With TypeScript we have to compile our code to generate the JavaScript code. For build our Skill, we can run the following command:


  npm run build

This command will execute these actions:

  1. Remove the build folder located in lambda/custom with the command rimraf build. This folder contains the output of compiling the TypeScript code
  2. Check the style of our TypeScript code with the command gts check using the file tslint.json
  3. Compiles the TypeScript and generates the JavaScript code in the output folder lambda/custom/build using the command tsc --build tsconfig.json --pretty
  4. Copy the package.json to the build folder because is needed to generate the final lambda code
  5. Finally, it will run the npm install --production in build folder to get the final lambda code that we are going to upload to AWS with the ASK CLI.
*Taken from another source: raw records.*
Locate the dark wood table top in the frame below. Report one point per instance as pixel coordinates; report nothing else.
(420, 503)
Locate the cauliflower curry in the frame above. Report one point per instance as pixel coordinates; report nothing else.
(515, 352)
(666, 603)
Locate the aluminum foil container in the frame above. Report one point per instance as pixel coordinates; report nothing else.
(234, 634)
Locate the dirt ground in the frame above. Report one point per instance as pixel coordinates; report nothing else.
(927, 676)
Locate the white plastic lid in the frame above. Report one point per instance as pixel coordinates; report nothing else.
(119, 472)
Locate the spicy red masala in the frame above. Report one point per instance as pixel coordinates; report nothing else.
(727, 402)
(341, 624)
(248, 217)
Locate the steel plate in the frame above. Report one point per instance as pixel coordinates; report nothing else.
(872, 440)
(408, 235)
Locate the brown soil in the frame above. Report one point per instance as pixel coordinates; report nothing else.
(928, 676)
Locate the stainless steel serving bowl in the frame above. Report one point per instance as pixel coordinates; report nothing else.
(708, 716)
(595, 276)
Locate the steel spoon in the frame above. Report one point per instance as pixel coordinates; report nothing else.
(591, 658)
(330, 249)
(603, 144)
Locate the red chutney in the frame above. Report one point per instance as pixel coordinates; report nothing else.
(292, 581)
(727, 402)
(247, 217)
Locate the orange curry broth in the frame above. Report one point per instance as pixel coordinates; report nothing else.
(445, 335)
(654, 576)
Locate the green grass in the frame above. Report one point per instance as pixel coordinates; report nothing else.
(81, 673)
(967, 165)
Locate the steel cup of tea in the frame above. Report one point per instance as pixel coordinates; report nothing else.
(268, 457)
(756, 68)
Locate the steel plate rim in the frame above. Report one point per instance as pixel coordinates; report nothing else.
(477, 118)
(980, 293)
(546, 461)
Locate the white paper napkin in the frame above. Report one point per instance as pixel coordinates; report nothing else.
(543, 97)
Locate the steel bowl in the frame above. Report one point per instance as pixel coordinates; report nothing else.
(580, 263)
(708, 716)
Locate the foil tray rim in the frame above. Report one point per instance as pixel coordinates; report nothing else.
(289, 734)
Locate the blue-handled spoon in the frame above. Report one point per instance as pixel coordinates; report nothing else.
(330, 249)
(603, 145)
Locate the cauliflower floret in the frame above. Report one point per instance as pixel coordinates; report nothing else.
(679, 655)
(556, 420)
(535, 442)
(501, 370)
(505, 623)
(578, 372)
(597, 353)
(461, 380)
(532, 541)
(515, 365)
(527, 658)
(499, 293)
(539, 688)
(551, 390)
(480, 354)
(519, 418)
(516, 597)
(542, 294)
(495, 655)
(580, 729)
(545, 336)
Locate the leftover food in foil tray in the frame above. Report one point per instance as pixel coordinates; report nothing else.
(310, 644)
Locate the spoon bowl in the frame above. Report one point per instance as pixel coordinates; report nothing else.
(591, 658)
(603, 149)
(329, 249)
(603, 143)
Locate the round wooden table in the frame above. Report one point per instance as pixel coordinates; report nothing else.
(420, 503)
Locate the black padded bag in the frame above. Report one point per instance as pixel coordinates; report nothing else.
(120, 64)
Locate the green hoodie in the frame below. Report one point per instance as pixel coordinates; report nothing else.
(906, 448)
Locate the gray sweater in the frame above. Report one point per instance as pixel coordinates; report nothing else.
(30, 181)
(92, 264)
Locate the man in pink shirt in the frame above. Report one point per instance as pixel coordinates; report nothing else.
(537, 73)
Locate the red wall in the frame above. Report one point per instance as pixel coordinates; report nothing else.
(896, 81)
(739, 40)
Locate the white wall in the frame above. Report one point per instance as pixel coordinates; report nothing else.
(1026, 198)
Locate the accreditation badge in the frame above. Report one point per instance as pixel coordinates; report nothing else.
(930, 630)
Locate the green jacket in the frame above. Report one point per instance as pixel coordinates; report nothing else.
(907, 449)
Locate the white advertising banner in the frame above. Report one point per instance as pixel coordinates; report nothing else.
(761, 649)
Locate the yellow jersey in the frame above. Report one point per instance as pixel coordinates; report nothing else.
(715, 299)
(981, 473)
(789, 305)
As you can see, this process in a TypeScript environment is more complex than in JavaScript one.

Running the Skill with Visual Studio Code

The launch.json file in .vscode folder has the configuration for Visual Studio Code which allow us to run our lambda locally:


  {
      "version": "0.2.0",
      "configurations": [
          {
              "type": "node",
              "request": "launch",
              "name": "Launch Skill",
              // Specify path to the downloaded local adapter(for nodejs) file
              "program": "${workspaceRoot}/lambda/custom/local-debugger.js",
              "args": [
                  // port number on your local host where the alexa requests will be routed to
                  "--portNumber", "3001",
                  // name of your nodejs main skill file
                  "--skillEntryFile", "${workspaceRoot}/lambda/custom/build/index.js",
                  // name of your lambda handler
                  "--lambdaHandler", "handler"
              ]
          }
      ]
  }

This configuration file will execute the following command:


  node --inspect-brk=28448 lambda\custom\local-debugger.js --portNumber 3001 --skillEntryFile lambda/custom/build/index.js --lambdaHandler handler

This configuration uses the local-debugger.js file which runs a TCP server listening on http://localhost:3001

For a new incoming skill request a new socket connection is established. From the data received on the socket the request body is extracted, parsed into JSON and passed to the skill invoker's lambda handler. The response from the lambda handler is parsed as a HTTP 200 message format as specified here The response is written onto the socket connection and returned.

After configuring our launch.json file and understanding how the local debugger works, it is time to click on the play button:

image

After executing it, you can send Alexa POST requests to http://localhost:3001.

Debugging the Skill with Visual Studio Code

Following the steps before, now you can set up breakpoints wherever you want inside all TypeScript files in order to debug your skill:

image

Testing requests locally

I'm sure you already know the famous tool call Postman. REST APIs have become the new standard in providing a public and secure interface for your service. Though REST has become ubiquitous, it's not always easy to test. Postman, makes it easier to test and manage HTTP REST APIs. Postman gives us multiple features to import, test and share APIs, which will help you and your team be more productive in the long run.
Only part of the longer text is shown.